For as much as Salvadoran President Nayib Bukele has advocated adopting cryptocurrencies as a simple solution to complicated problems, this probably isn’t a case of relentless hype hijacking the levers of government.
Governments may not always make the right decisions, but you can usually count on them to make decisions that they think are the least bad (at the time).
While the teething issues that have come with El Salvador’s “Bitcoin Day” suggest that the government might have underestimated the technical difficulties of adopting bitcoin on a national scale, the fact remains that they chose it over the alternative all the same.
Breaking habits is hard, and that’s just as true for individuals as it is for governments. The fact that the El Salvador’s government decided that a gamble on bitcoin was worth the risk at all, says a lot about their relationship with the US dollar.
The choice to change your national currency might not always work out, but it’s rarely made lightly.
From an Australian perspective, the idea that a sovereign state could move away from traditional currencies and towards digital assets can seem outlandish. More than just radical, it can seem like unnecessary flirting with disaster.
However, our own economic situation is remarkably different to that of El Salvador. If we’d spend the last two decades saddled to the ups and downs of the US dollar, we might very well feel differently.
When America’s sovereign currency was adopted by El Salvador in 2001, it wasn’t the response to a crisis. Nor was it a remedy to rampant inflation, as it was for Ecuador. At the time, advocates saw it as a smart bet.

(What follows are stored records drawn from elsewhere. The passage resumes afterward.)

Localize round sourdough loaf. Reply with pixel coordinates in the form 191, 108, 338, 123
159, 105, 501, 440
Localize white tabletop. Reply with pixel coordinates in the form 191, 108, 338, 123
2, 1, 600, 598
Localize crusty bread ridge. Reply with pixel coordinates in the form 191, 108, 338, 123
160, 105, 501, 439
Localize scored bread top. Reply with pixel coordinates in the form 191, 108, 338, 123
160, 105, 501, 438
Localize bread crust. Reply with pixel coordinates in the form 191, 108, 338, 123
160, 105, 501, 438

Decades of civil war and unrest had seen generations of Salvadoreans migrate to the nearby US, so remittances in US dollar were already quite common. When these remittances were converted back into El Salvador’s colón en masse, it inflated the value of that currency – which made El Salvador’s exports a harder sell abroad.
Dollarisation solved this problem, but failed to deliver many of the other economic benefits promised. El Salvador might have avoided the hyperinflation seen in the region, but neither did its GDP growth accelerate as anticipated.

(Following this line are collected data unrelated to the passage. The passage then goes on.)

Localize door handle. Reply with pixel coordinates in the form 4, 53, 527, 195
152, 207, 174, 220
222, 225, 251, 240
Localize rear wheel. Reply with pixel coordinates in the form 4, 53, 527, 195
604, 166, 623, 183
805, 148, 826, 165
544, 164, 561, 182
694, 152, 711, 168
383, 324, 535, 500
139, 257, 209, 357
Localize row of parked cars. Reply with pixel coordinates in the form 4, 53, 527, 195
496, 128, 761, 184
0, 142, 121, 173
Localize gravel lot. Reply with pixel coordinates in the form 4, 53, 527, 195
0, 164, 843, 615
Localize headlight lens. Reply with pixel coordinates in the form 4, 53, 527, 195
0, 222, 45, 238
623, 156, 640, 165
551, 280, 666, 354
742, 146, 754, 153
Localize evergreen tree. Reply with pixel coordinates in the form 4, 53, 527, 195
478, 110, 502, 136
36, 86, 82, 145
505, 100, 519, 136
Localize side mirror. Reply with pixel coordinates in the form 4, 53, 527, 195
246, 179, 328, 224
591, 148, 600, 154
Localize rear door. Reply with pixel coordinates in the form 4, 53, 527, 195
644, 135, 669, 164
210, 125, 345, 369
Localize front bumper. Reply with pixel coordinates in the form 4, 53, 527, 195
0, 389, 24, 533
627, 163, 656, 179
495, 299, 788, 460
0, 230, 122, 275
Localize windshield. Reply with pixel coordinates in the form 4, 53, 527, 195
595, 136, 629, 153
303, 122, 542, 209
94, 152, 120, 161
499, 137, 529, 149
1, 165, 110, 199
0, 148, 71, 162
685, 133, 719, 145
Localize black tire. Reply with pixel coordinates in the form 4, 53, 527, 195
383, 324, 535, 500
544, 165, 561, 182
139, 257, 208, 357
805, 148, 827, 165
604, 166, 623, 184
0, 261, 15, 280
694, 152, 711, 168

The underwhelming and mixed benefits of dollarisation only became more prominent over time.
Adopting the US dollar meant that El Salvador’s central bank basically surrendered any ability to execute monetary policy to the US Federal Reserve.
This significantly limited its ability to respond to economic issues or times of crisis like the GFC. In practice, this meant being increasingly reliant on running higher and higher budget deficits.

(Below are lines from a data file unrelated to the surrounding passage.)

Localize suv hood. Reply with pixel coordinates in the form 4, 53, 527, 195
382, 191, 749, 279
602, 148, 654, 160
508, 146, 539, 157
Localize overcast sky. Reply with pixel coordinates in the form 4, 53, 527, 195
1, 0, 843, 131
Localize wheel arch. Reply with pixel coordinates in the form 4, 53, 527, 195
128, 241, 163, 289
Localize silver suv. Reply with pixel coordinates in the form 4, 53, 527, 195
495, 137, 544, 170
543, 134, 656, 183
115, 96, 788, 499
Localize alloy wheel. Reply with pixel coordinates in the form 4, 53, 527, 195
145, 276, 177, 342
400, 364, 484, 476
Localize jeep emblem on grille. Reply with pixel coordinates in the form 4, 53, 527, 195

With El Salvador’s dollarisation yielding such mixed results, it’s little surprise that the idea of taking greater control over the country’s economic destiny has proved popular in the decades since.
In some respects, the country’s move to adopt bitcoin as legal tender feels like a case of history repeating itself. Just as the Salvadoran government of 2001 bet that the US dollar would set it free, President Bukele is now promising that bitcoin will propel the country into the future.
If the rough and tumble of the early days are any indication, there are going to be a lot of problems along the way.
There should be no doubts that El Salvador’s requiem with the world’s most highly valued cryptocurrency is an experiment, but when you think about the conditions that led to it, it’s almost shocking that it didn’t happen sooner.